We know that there was no will to differentiate herself from Biden's historical Zionism.
We also know that the DNC itself is a majority Zionist in terms of its disposition.
We know how influential the ADL and AIPAC is.
That's nothing to say.
That's nothing to speak of GOP commitments to Israel.
The calculation they made was that it didn't matter, that the votes could be sacrificed.
I also believe that that's the wrong calculation electorally, but more importantly, in terms of moral credibility going forward, that's what this segment is ultimately about.
It torches credibility.
But I was thinking, as you were talking, I think you're right, Derek, that his question is more rounded, but there's something about the good faith that sticks in me.
And so I want to flip it for a moment, Julian.
Yeah, go ahead.
What is your good faith interpretation of why Hamas militants got up in the morning of October 7th and followed through on their plans to murder Israelis on military bases, kibbutzim, and the music festival?
Well, my good faith interpretation of that is that they are probably second, third, maybe even fourth generation victims of a horrifically oppressive, hopeless country.
Tragic situation where they see getting involved with the guys who have the power and the swagger and the weaponry to try to make a change in their situation as being their only way out.
So that's the totally good faith version of it.
And they've witnessed atrocities and they've lost family members and friends and they're just stuck in an absolutely awful position.
I think we find common ground there, and I'm flipping it because asking the question about Harris is asking about why the hands of one of the most powerful people in the world are simply tied, right?
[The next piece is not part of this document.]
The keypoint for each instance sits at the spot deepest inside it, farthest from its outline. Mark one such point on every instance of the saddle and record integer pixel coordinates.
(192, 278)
And I think if we're interested— But hold on, but hold on, because there's— If we're interested in the complexity of things, we have to ask the same question about people who have virtually no power at all, right?
Yeah.
Yeah, but you're blending two things together there, which is how much power you think she has as vice president over that policy.
when you're facing the electorate who have whatever opinions and level of understanding and education on a topic and having been propagandized, et cetera, to try and get them to vote for you so that you can be in a position where maybe you could start to make positive change.
Like those are two different questions, right?
There are two different questions, but she answered both of them for you because she didn't make any movement either before or after the campaign in any other direction.
Well, but if the perception is that coming out really strongly against Israel would potentially lose the election, then that's the good faith answer.
Like she's trying to walk a very difficult tightrope.
So this can be litigated forever and I'm sure it will be.
I'm glad to talk about it.
The reason that I'm obsessed with it is that democratic leaders, institutions and media outlets have been seen, but more importantly, have seen themselves as a main bulwark against the fascism that we're all so worried about.
And if that's true, there is no room in my mind to sacrifice moral, intellectual, scientific high ground, especially in support of a state conducting ethnic cleansing, which is kind of what fascists always do.
If it's pretty clear that the New York Times or MSNBC or The Washington Post is so afraid of...
Going the other way, if they're so beholden to the donor classes or so dependent upon advertising dollars that need the status quo in the Middle East to stay as it is, on what basis can I, Matthew, like even me, how can I be confident that their integrity in smaller matters, like the safety of pharmaceuticals or the seriousness of a pandemic or the nature of economic crises or whether wokeness costs Democrats the election?